Вход/Регистрация
Радуга (сборник)
вернуться

Цвейг Арнольд

Шрифт:

В течение августа он мало-помалу привык к мысли о свершившемся, зато постарел на много лет; спина его согнулась, колени подгибались, мысли притупились, и он чувствовал себя таким беспомощным, что готов был плакать.

С трепетным вниманием следил теперь Гельбрет за всем, что в качестве моральной поддержки преподносили его народу в газетах, брошюрах и толстых журналах крупнейшие писатели и никому не известные бумагомаратели, и это чтение вызывало у него громкий смех. Он, Гельбрет, считал бы себя выродком, если бы не продолжал любить Германию любовью, проистекающей из самой глубокой, кровной связи его со своей страной. В особенности теперь, когда она несмелой поступью спускалась по черной стезе навстречу всем опасностям и терялась в будущем, которое с каждым шагом пройденного пути неминуемо становилось роком. Он любил Германию — и он содрогался от гнева. Он видел, что враг не мог измыслить ничего более коварного, чем в самый грозный час опутать безудержной лестью введенных им в заблуждение людей. Он понимал, что следует заклеймить названием злодея всякого, кто при общении с окружающими внушает грешному созданию, именуемому «человек», что будто бы в пустынном безобразном мире существует лишь один-единственный носитель всех ценностей, всех без исключения, так что мир предстает как бы распавшимся на две части: там — дикий хаос, убожество, надувательство и ложь, здесь — одна-единственная светозарная личность, имя которой «избранник божий» и «светоч грядущего». И он сознавал, что поведение этих негодяев объясняется лишь той бездонной ненавистью, какую они питают к жертвам своего обмана, и желанием ввергнуть их своей лестью в окончательную гибель. Так перед взором Гельбрета все ясней вырисовывалась порочность вожаков и советников его народа, над судьбой которого, заклиная ее, непрестанно кружил его слабеющий рассудок, его истекающая кровью душа.

Его народ! Он представлялся Гельбрету рассеянным по всей стране, то скученным, то на больших просторах, пришедшим из далекого прошлого, которое сказывалось теперь в каждом отдельном человеке. Народ строил свое будущее весь целиком и каждый человек в отдельности, на собственном своем участке. И потрясенный до глубины души, желая ему всяческого блага, Гельбрет мерил свой народ мерилом прозорливой и неослепленной нежности. Он видел, что народ жертвует собой, но при этом стремится извлечь из своей жертвы как можно больше пользы только для себя. Он чувствовал, что народ следует за вождями, которые избраны не им, но которые навязаны ему историей и восприняты им как судьба. Он убеждался, что народ жадно глотает яд самовозвеличивания, но при этом каждый в отдельности беспрекословно подчиняется приказанию. Он понимал, что народ дорос до всех задач, поставленных перед ним современностью, но при этом преступно изменяет своей извечной сущности.

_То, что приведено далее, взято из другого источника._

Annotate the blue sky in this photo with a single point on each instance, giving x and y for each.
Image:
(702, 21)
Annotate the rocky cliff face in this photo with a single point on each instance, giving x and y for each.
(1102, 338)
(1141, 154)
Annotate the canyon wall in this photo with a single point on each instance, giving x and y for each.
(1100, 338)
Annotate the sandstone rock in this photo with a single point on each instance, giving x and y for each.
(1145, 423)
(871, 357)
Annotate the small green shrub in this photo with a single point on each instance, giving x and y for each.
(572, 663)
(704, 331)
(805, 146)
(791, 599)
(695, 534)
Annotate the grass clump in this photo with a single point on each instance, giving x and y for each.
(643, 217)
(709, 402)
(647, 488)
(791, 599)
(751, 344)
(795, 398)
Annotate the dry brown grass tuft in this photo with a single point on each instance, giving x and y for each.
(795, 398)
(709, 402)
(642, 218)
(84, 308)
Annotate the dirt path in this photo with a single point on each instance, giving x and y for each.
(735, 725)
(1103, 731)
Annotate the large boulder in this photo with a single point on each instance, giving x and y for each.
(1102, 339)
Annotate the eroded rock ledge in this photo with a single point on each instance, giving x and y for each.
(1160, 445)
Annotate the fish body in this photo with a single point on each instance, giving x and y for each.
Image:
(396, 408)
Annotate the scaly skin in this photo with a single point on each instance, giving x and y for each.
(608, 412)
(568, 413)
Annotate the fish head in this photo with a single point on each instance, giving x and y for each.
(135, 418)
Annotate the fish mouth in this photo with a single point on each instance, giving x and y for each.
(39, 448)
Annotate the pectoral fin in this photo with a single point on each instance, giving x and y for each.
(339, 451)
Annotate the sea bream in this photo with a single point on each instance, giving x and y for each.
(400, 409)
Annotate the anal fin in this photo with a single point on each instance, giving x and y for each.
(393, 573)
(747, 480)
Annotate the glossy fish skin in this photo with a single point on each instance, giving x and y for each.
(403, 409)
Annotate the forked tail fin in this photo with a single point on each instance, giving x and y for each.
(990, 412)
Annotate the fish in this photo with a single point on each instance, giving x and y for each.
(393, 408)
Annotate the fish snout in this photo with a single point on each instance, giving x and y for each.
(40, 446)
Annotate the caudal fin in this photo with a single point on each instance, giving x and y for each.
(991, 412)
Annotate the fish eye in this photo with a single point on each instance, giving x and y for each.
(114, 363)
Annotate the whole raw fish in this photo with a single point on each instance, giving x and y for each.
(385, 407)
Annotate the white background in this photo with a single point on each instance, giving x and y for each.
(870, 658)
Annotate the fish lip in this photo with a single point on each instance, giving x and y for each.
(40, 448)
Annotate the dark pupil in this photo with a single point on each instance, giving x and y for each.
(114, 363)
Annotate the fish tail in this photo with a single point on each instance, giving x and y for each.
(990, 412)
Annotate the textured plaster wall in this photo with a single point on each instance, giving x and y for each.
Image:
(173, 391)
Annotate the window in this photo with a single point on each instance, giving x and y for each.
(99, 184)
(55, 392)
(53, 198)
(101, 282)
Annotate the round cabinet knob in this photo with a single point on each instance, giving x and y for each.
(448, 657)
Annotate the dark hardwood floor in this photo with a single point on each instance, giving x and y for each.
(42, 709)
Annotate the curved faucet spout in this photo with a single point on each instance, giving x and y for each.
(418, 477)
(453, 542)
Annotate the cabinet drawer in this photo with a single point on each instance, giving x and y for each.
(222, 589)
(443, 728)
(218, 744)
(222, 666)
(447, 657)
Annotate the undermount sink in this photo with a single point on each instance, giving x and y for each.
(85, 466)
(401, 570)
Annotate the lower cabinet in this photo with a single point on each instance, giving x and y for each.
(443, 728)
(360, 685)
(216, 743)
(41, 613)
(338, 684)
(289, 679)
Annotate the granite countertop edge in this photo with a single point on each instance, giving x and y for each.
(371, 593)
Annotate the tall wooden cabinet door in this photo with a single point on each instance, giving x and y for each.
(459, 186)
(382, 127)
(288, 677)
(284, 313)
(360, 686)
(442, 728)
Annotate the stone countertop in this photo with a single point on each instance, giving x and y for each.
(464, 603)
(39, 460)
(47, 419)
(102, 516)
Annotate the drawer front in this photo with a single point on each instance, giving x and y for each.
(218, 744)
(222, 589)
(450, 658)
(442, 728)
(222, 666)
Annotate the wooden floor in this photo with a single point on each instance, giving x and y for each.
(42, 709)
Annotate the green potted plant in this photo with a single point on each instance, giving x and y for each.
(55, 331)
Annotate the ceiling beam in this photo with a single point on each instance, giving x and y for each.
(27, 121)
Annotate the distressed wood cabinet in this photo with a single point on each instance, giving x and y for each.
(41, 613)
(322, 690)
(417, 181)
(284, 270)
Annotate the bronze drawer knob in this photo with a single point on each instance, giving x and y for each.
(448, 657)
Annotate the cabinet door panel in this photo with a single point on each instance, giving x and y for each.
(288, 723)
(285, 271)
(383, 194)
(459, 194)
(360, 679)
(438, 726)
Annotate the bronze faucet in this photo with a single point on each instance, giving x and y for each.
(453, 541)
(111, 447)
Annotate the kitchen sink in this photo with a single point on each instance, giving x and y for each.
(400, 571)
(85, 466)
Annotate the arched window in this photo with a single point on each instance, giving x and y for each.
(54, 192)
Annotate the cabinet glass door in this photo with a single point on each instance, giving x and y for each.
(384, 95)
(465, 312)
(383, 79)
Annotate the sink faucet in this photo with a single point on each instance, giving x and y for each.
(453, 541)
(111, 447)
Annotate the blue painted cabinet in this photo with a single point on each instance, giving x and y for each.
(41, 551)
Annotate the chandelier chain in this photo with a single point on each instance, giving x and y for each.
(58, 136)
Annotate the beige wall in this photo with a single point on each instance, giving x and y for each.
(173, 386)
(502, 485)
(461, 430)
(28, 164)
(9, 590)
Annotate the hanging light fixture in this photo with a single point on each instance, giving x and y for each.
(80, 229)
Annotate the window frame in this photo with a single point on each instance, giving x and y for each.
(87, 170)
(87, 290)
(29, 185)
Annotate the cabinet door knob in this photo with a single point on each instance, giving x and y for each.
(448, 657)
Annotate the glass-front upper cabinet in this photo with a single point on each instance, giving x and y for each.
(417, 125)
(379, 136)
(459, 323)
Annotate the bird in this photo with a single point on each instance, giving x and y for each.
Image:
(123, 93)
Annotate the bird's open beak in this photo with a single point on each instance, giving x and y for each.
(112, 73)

Сотни тысяч введенных в заблуждение людей горели желанием умереть безвестными, лечь под ноги своим сомнительным кумирам, забыв о том, что лоном, из которого вышли все гении, окружившие слово «немец» сиянием вечной славы, были народные массы, а не эти вот сегодняшние владыки. Народ нес дань. Он безрассудно расточал себя. Он, не задумываясь, засевал земные просторы легионами лучшей своей молодежи, принося ее в жертву будущему, которое вследствие подобного расточительства казалось все более и более ненадежным. Гельбрет видел, как его народ толкают в густую пелену тумана, утверждая, что в этом его предопределение; и что самое страшное — никто, видимо, даже не чуял здесь ничего неладного. Пятьдесят лет процветания на почве, удобренной насилиями трех войн, так заглушили совесть этого народа, что голос его стал не слышен в общественных делах. Но ведь это был народ, родивший в муках своей общественной совести реформацию, народ, чьи философы и поэты неустанно внушали ему, что долг его — стремиться к одухотворенному бытию. А теперь его вожаки считали совершенно естественным, что все, имеющее хотя бы отдаленное отношение к войне, не подлежит моральной оценке. И Гельбрет видел, что богатые духовные силы народа без колебаний используют на то, чтобы оправдывать существование милитаристского государства, поддерживать его и обожествлять. Каждый судил о своем ближнем только по его отношению к войне, и не было человека, у которого вырвался бы крик протеста. Гельбрет видел, что Германия летит к чертям в буквальном смысле этого слона, и при этом все вокруг восторженно поют осанну.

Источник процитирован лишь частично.